Every Republican who voted for this monstrosity who is not already retiring should be primaried and defeated by candidates who will actually resist the Left-wing agenda. Those who are retiring should be shamed for the rest of their lives. It also is not too soon to be asking whether Representative Kevin McCarthy should be ousted from leadership for his inability to keep his caucus together on such a crucial vote.
After the results in Virginia, New Jersey, and all over the country, it became abundantly clear that Biden is not popular and his agenda in Congress is even less popular. Why would any House Republican, looking at a good year ahead for their party, revive Biden’s chances to pass this trillion-dollar boondoggle?
Both parties, at times, end up snatching defeat from the jaws of victory. For Republicans, there was no reason to advance this legislation while Democrats couldn’t muster support within their own party.
As Klein also notes, very little of the bill has anything to do with traditional infrastructure, but serves as a down-payment and incentive to pass the larger bill Democrats are trying to ram through using reconciliation:
The federal government already spends more than enough on infrastructure to meet our needs and the COVID-19 bailout money left many states awash in cash. Despite promises, only a small portion of the bill focuses on traditional infrastructure such as fixing roads and bridges and the legislation (soon to be law) will add $256 billion to deficits. It will also help grease the wheels for the passage of the larger multi-trillion welfare bill that will expand Medicare and Obamacare, initiate a federal takeover of preschool and child care, and impose economically devastating tax increases on individuals and businesses.

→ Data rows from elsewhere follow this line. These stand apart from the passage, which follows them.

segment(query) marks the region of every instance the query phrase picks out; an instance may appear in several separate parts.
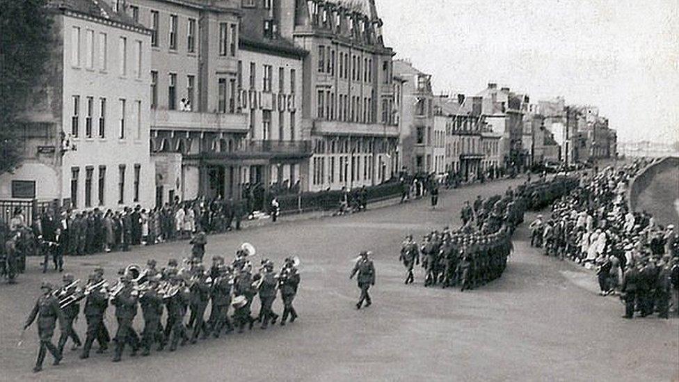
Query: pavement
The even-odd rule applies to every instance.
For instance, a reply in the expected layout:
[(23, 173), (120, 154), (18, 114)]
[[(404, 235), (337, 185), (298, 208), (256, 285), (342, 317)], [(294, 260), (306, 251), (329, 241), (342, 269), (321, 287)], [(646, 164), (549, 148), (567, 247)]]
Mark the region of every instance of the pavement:
[[(522, 180), (476, 184), (444, 193), (432, 210), (428, 200), (337, 217), (280, 221), (210, 236), (207, 255), (229, 258), (243, 241), (277, 266), (301, 259), (295, 306), (300, 317), (285, 327), (255, 328), (149, 357), (93, 353), (80, 360), (67, 350), (62, 364), (31, 372), (37, 330), (20, 328), (39, 294), (43, 275), (31, 258), (15, 285), (0, 285), (0, 380), (2, 381), (669, 381), (679, 378), (679, 320), (625, 320), (614, 297), (597, 294), (593, 273), (529, 248), (523, 225), (503, 276), (472, 291), (425, 288), (417, 269), (405, 285), (398, 261), (406, 234), (419, 239), (435, 228), (458, 225), (466, 200), (516, 186)], [(527, 216), (529, 221), (531, 216)], [(362, 250), (374, 253), (373, 305), (357, 310), (359, 290), (349, 280)], [(102, 266), (106, 276), (130, 263), (159, 264), (190, 253), (186, 242), (163, 244), (67, 259), (67, 270), (84, 278)], [(258, 255), (259, 256), (259, 255)], [(61, 275), (45, 278), (58, 282)], [(255, 304), (258, 309), (258, 303)], [(280, 299), (274, 304), (282, 310)], [(135, 326), (142, 327), (141, 312)], [(84, 319), (76, 328), (84, 334)], [(109, 330), (114, 333), (113, 309)], [(56, 337), (56, 336), (55, 336)], [(56, 341), (55, 337), (54, 341)], [(67, 349), (70, 346), (67, 344)]]
[(653, 177), (637, 200), (637, 210), (646, 209), (657, 223), (679, 226), (679, 167), (671, 167)]

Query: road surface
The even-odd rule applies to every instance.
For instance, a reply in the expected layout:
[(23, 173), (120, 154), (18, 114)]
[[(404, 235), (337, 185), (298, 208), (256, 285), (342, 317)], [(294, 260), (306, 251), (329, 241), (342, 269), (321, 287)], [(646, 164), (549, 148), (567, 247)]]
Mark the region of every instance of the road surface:
[[(347, 216), (264, 227), (209, 237), (206, 259), (231, 258), (243, 241), (273, 260), (302, 261), (296, 300), (298, 321), (266, 331), (222, 336), (175, 353), (111, 362), (111, 353), (80, 360), (67, 350), (63, 363), (33, 374), (35, 326), (17, 347), (21, 328), (39, 293), (42, 274), (31, 259), (16, 285), (0, 285), (0, 379), (29, 381), (668, 381), (679, 376), (676, 319), (625, 320), (615, 298), (597, 294), (594, 275), (545, 257), (527, 245), (522, 227), (502, 278), (478, 289), (424, 288), (403, 283), (398, 262), (404, 235), (417, 239), (434, 228), (459, 224), (464, 200), (504, 192), (518, 180), (472, 186), (442, 194), (439, 208), (426, 200)], [(529, 217), (527, 221), (529, 221)], [(356, 310), (358, 289), (349, 280), (351, 260), (374, 253), (373, 305)], [(165, 264), (189, 253), (186, 242), (126, 253), (67, 259), (79, 278), (102, 266), (115, 270), (154, 257)], [(47, 279), (57, 282), (50, 273)], [(257, 307), (256, 307), (257, 308)], [(275, 308), (281, 310), (280, 299)], [(115, 331), (113, 310), (109, 329)], [(141, 329), (141, 311), (136, 326)], [(84, 334), (84, 319), (77, 325)], [(55, 338), (54, 341), (56, 339)], [(67, 345), (67, 348), (70, 347)]]

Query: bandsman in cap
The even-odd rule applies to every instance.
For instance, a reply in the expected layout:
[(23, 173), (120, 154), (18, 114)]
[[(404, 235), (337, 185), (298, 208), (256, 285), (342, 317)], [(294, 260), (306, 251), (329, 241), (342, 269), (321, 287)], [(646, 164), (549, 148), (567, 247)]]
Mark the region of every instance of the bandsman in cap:
[(40, 340), (40, 347), (38, 352), (35, 367), (33, 369), (33, 371), (35, 372), (42, 369), (42, 361), (45, 360), (45, 356), (48, 350), (54, 357), (54, 365), (55, 365), (59, 364), (62, 356), (59, 350), (52, 344), (51, 339), (57, 319), (63, 325), (63, 314), (59, 308), (58, 300), (52, 295), (52, 285), (47, 281), (43, 281), (40, 286), (40, 290), (42, 292), (42, 296), (35, 301), (35, 305), (24, 325), (24, 330), (25, 331), (38, 318), (38, 335)]
[(351, 280), (356, 273), (358, 274), (356, 280), (361, 293), (356, 303), (356, 309), (360, 309), (364, 301), (366, 307), (370, 306), (372, 303), (370, 295), (368, 294), (368, 289), (370, 289), (371, 285), (375, 285), (375, 266), (369, 258), (370, 254), (369, 251), (361, 252), (353, 270), (351, 271), (351, 274), (349, 275)]

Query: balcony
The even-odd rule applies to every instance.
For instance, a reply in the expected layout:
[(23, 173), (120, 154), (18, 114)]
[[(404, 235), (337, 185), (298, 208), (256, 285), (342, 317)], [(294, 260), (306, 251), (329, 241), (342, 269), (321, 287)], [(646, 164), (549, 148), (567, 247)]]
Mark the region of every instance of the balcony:
[(345, 135), (398, 137), (399, 127), (381, 123), (359, 123), (337, 120), (314, 120), (312, 134), (317, 135)]
[(151, 110), (151, 129), (247, 133), (243, 113), (198, 113), (177, 110)]
[(237, 161), (240, 164), (261, 164), (301, 160), (311, 157), (312, 152), (310, 141), (252, 141), (243, 143), (234, 151), (205, 152), (185, 158), (212, 164)]

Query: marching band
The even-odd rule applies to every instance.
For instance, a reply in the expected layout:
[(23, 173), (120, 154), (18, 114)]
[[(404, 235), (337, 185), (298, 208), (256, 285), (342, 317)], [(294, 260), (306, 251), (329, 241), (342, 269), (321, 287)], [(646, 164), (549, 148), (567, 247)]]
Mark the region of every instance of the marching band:
[[(225, 264), (222, 257), (214, 256), (211, 266), (207, 270), (195, 257), (185, 260), (182, 267), (177, 266), (175, 260), (170, 259), (168, 266), (160, 271), (156, 269), (155, 260), (151, 260), (144, 269), (132, 264), (120, 269), (119, 279), (112, 285), (104, 278), (101, 268), (95, 269), (83, 286), (80, 280), (74, 280), (69, 273), (63, 276), (64, 284), (61, 287), (54, 288), (49, 283), (43, 282), (43, 295), (36, 302), (24, 328), (25, 331), (36, 317), (38, 319), (40, 348), (33, 370), (42, 369), (48, 350), (54, 357), (55, 365), (58, 364), (69, 339), (73, 342), (72, 350), (83, 347), (81, 358), (89, 357), (95, 340), (99, 344), (97, 352), (105, 352), (111, 340), (104, 320), (109, 305), (115, 307), (118, 324), (113, 338), (114, 362), (121, 360), (126, 345), (131, 349), (132, 356), (140, 349), (142, 356), (148, 356), (154, 344), (157, 344), (158, 351), (161, 351), (169, 344), (169, 350), (174, 351), (178, 345), (184, 346), (187, 342), (196, 343), (199, 336), (205, 339), (211, 334), (218, 338), (223, 333), (237, 329), (242, 333), (246, 326), (251, 330), (255, 322), (266, 329), (279, 319), (273, 310), (279, 291), (284, 305), (280, 325), (285, 325), (289, 318), (289, 322), (294, 321), (298, 316), (292, 303), (300, 282), (299, 258), (294, 256), (285, 259), (278, 272), (274, 271), (273, 262), (264, 259), (253, 274), (253, 262), (256, 254), (252, 244), (244, 243), (236, 251), (231, 264)], [(254, 317), (251, 306), (257, 294), (260, 310)], [(83, 300), (87, 322), (84, 343), (73, 328)], [(211, 311), (206, 321), (205, 312), (211, 301)], [(144, 321), (141, 337), (133, 327), (139, 305)], [(228, 315), (230, 307), (233, 309), (231, 317)], [(164, 310), (167, 319), (163, 326), (161, 319)], [(185, 316), (189, 312), (189, 319), (185, 322)], [(55, 347), (51, 339), (57, 320), (61, 331)]]

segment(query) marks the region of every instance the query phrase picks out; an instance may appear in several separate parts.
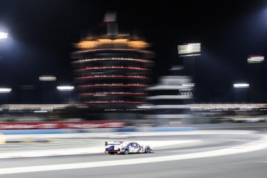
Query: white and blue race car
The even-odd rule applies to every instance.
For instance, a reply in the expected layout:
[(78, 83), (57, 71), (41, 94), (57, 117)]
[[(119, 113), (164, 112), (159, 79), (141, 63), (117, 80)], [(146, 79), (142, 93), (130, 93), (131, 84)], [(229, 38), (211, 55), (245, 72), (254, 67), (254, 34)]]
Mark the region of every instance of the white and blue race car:
[(124, 154), (131, 153), (150, 153), (152, 151), (149, 145), (142, 145), (135, 142), (115, 141), (105, 142), (105, 153)]

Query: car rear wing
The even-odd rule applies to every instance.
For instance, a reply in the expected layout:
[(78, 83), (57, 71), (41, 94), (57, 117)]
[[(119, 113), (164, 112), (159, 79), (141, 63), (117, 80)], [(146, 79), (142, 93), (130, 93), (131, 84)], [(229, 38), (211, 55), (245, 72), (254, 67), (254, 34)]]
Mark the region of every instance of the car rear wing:
[(122, 144), (123, 142), (122, 141), (115, 141), (115, 142), (105, 142), (105, 145), (120, 145), (120, 144)]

It’s a shame House Republicans couldn’t stick together on this any better than the Senate Republicans did. Calling this an “infrastructure” bill even though it’s filled with billions of dollars in non-infrastructure spending is why Americans tend to hate and distrust Congress. Every piece of legislation contains millions of dollars in unrelated garbage and social spending, yet Republicans never seem to learn and just keep signing-on on anyway.
There are literally billions of dollars in unspent Covid-19 aid from 2020 still laying around, why did we need another trillion dollars on the pile?